Immediately after the earthquake, ZOA employees started providing emergency aid in the affected area. Food and jerrycans for water were distributed. Building inspectors were called in to check whether or not it was still safe to stay in homes.

Shortly later, cash distribution began to the most vulnerable people so that they could provide for their own basic necessities. Now, a year later, 13,035 people have been able to buy medicine, food or school supplies with this cash support.


Jerrycans in Aleppo


The earthquake left many people in Aleppo without water. An important waterstation in the city was severely damaged. ZOA restored it, so that 200,000 people now have access to clean drinking water again.

ZOA is also working on repairing irrigation canals that were destroyed by the earthquake. This will allow around 20,000 farmers to irrigate their land and grow crops again. This makes it possible for them to provide food for other people and earn an income.

After the earthquake, school buildings that were still intact were used as shelters for people who had lost everything.

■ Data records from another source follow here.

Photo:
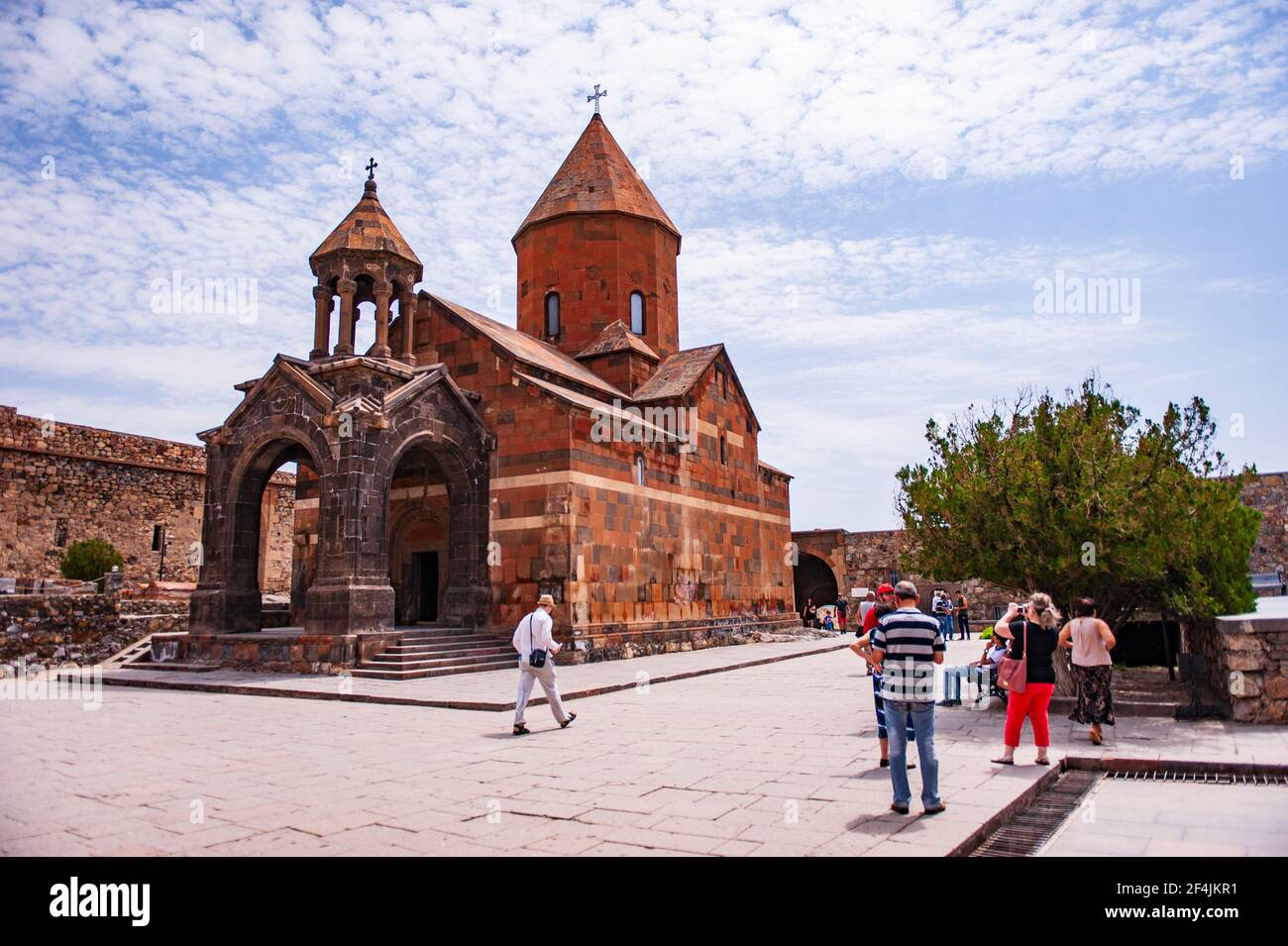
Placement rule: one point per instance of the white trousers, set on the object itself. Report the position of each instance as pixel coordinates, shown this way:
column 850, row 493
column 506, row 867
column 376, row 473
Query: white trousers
column 546, row 678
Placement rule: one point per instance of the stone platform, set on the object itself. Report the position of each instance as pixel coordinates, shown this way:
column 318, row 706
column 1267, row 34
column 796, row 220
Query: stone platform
column 774, row 758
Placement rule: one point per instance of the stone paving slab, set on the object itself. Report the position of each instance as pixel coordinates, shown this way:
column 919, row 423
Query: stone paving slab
column 480, row 691
column 778, row 758
column 1168, row 819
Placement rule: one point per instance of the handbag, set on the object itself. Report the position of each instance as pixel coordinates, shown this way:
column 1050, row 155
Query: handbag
column 1013, row 675
column 536, row 658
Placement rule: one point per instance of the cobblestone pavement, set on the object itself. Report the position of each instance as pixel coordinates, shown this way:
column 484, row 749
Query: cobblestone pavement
column 772, row 760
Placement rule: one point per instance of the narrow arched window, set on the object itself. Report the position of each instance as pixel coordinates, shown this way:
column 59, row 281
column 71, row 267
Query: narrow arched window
column 553, row 314
column 638, row 312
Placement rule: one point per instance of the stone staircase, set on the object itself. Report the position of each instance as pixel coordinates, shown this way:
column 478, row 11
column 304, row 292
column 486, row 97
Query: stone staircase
column 438, row 650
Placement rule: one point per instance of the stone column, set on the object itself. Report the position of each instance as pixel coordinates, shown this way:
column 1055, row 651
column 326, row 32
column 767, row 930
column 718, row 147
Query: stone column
column 347, row 288
column 381, row 348
column 407, row 310
column 321, row 322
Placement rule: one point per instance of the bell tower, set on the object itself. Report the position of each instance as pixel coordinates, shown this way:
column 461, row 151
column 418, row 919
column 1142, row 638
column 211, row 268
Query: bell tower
column 597, row 249
column 364, row 261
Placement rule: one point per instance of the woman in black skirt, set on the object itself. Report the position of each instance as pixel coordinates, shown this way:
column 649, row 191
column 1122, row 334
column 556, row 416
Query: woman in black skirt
column 1091, row 640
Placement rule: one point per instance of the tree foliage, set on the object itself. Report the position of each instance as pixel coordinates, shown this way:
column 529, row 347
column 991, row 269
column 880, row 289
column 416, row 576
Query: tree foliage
column 89, row 560
column 1082, row 495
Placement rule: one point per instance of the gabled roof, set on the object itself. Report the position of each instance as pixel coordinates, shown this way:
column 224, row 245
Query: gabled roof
column 678, row 373
column 366, row 227
column 617, row 338
column 529, row 351
column 592, row 405
column 596, row 177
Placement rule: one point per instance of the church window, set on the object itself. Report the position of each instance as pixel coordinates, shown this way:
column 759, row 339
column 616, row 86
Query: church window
column 553, row 314
column 638, row 312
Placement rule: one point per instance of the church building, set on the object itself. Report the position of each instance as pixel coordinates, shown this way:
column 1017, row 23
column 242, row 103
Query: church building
column 462, row 468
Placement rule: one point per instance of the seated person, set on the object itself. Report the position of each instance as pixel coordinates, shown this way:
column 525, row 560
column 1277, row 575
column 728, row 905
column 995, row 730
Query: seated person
column 995, row 650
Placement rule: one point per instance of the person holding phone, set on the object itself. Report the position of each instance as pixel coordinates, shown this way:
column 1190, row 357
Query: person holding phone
column 1091, row 640
column 1033, row 631
column 537, row 646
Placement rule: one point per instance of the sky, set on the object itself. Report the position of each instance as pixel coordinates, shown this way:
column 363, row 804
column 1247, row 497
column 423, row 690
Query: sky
column 890, row 211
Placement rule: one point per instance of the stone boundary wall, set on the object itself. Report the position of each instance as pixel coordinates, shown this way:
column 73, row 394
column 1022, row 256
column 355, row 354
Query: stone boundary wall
column 1269, row 495
column 54, row 628
column 1252, row 659
column 64, row 481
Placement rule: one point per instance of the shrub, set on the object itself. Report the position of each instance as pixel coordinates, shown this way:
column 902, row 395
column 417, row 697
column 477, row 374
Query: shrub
column 89, row 560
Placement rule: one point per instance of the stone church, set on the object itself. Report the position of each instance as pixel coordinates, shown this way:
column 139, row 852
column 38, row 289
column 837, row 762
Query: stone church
column 459, row 468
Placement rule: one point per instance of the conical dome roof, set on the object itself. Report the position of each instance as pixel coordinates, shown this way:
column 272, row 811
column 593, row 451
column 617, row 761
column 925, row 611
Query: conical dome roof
column 366, row 228
column 596, row 177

ZOA repaired damaged water and sanitary facilities in 10 of these school buildings in Aleppo. Until months after the earthquake, 3,976 people were sheltered there. Now, there are classes going on again; students are using the facilities.

In 36 other school buildings, only minor plumbing repairs were needed. ZOA also took care of this, so that students from the wider region could come to the schools to write their annual exams.


After the earthquake, education in northern Syria came to a standstill for months. Some schools were used as shelters; others were too badly damaged by the earthquake.

ZOA believes it is important that children and young people in the area have access to education again. Together with local contractors, ZOA is therefore working hard to restore three severely damaged school buildings. This means that many children in the city can safely return to school.

A year after the earthquake, Syrians have not lost heart, says one of ZOA's employees in Syria. “And we expect that the reopening of schools will increase the resilience of communities.”